The week passed and we were actually getting Mimi. I was not allowed to go with my mom and stayed home with my dad. It did not bother me, I already waited long enough, a couple hours was nothing. When my mom finally got back with Mimi, I was waiting at the door. I wanted to hold her right away. They told me to sit down and they put her on my lap. She was the size of both of my hands, so soft, and fragile. I fell in love instantly and wanted to hold her forever.

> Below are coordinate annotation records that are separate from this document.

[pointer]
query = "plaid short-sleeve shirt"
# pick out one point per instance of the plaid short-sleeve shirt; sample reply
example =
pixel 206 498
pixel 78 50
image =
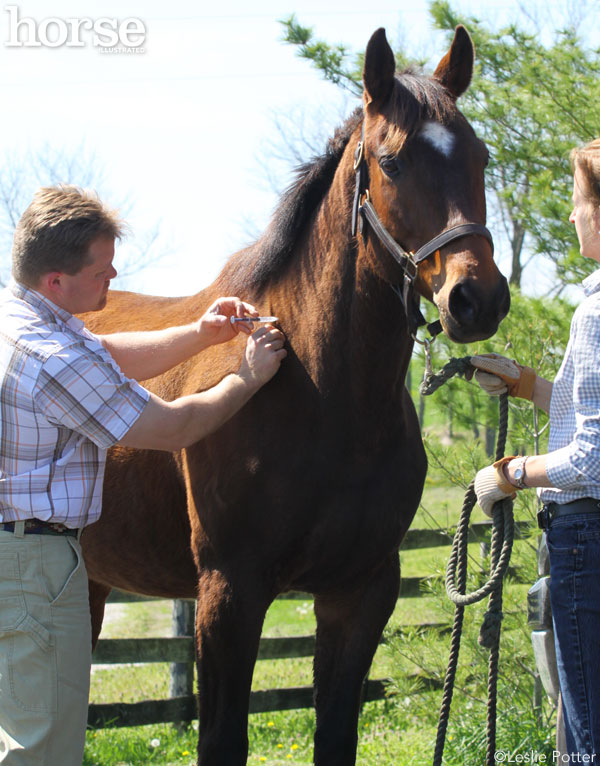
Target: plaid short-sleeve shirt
pixel 63 403
pixel 573 462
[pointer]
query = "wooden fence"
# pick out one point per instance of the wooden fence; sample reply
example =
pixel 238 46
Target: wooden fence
pixel 179 651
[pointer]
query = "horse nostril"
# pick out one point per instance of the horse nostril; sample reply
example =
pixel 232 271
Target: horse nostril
pixel 463 305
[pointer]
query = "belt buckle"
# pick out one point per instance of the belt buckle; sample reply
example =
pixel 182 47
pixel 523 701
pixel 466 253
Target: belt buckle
pixel 543 517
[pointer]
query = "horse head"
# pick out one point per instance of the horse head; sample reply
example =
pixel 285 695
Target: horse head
pixel 425 170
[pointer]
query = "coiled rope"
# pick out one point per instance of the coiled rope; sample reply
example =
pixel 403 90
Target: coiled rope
pixel 456 576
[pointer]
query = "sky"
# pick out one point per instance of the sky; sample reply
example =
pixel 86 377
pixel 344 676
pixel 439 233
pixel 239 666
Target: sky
pixel 182 128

My love for animals came from an appreciation in my own life. Getting Mimi changed my life, she was more than just a pet to me. I always saw her as my sister and cared about her as much as I did every member in my family. Just her presence was enough to make me feel happy. When I went away to college, I would go home every other weekend just to see her. A lot of people never understood why I loved Mimi so much, seeing her only as any other animal. However, to me she was my sister and I would have done anything for her. From the moment we got Mimi, I understood how precious her life was, and therefore how precious all life is. Mimi made me see animals as more than just mindless being. Seeing how poorly people treat them brings pain to my heart, and I want to do anything I can to help them. That is why I chose Environmental Science as major, so that I can help species negatively affect by humans destroying their environment.
I lost Mimi three months ago, but I will never forget her and the impact she made in my life. She played a part into making me the person I am today, and I am happy that I got to grow up with such an amazing girl.